On his retirement he recommenced his writing career. He had edited the Journal of George Hepburn for publication in 1934, and the success of this volume encouraged him to write about men such as Sir Francis H. D. Bell, William Rolleston and Sir Joshua Strange Williams. He produced Mr Justice Richmond and the Taranaki War of 1860 and a brief history of the Dunedin Club. In addition to these published works he prepared a history of the Labour Party and an autobiography entitled 'Three generations in New Zealand politics', which included details about the careers of both his father and grandfather.

Stewart also busied himself with a number of organisations.

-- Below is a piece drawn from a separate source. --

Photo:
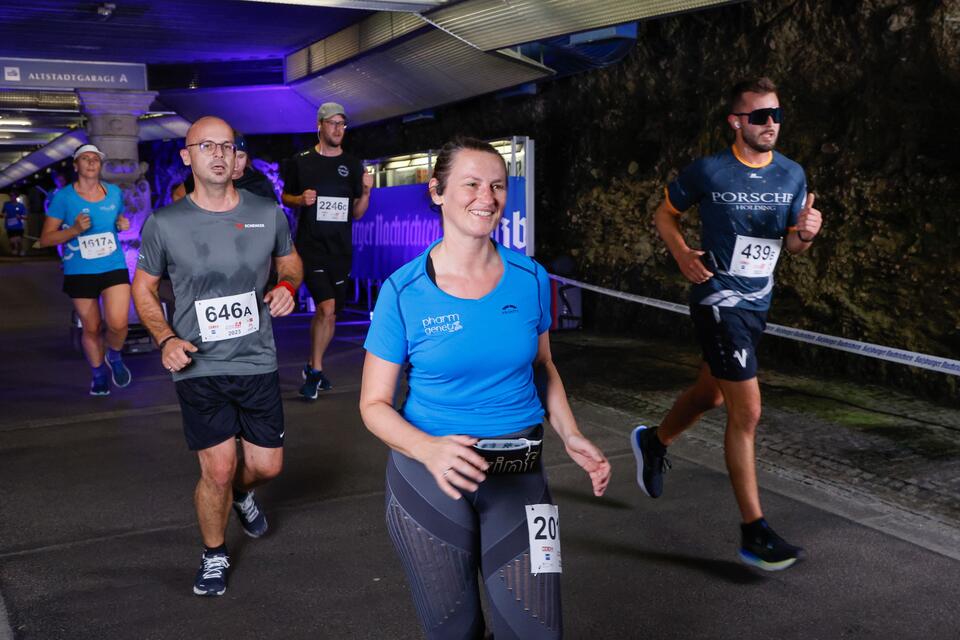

His concern at the lack of knowledge in international and empire affairs shown generally by New Zealanders led him to become involved in the New Zealand Institute of International Affairs and the Round Table; he continued to represent New Zealand at international conferences of these organisations until 1938. From 1912 to 1919 he had represented the Dunedin City Council on the Council of the University of Otago, and from 1943 to 1948 he held a position on the Senate of the University of New Zealand. However, travelling from Dunedin to Auckland to attend a meeting was 'a nightmare', and although he subsequently rejoined the Otago university council he declined the offer of the vice chancellorship. His interest in community welfare was evinced by his continued support for the Patients' and Prisoners' Aid Society and the Plunket Society.

Despite his legal training Stewart had no great love of the business world and he took only a cursory interest in politics after 1935. He held directorships in several prominent firms such as the Westport Coal Company and the National Insurance Company of New Zealand. The founders of the New Zealand National Party were eager to obtain his support but he was extremely reluctant to join; he questioned their motives. Although a long-term advocate of the merger of the Liberal and Reform parties, he had never advocated their fusion solely to fight socialism, which he considered the philosophy of the future. He also felt that, as a representative of the old order, he had no place in the new party. He was eventually persuaded to join, but played no active role.

His health deteriorated and a stroke in 1947 left him partially paralysed. He subsequently taught himself to write with his left hand. William Downie Stewart died at his home on 29 September 1949. He had never married, and was supported and cared for throughout his career by his sister, Mary Downie Stewart. He was buried from Knox Church, where he had been an elder, and his remains were interred in the family grave in Dunedin's Southern cemetery.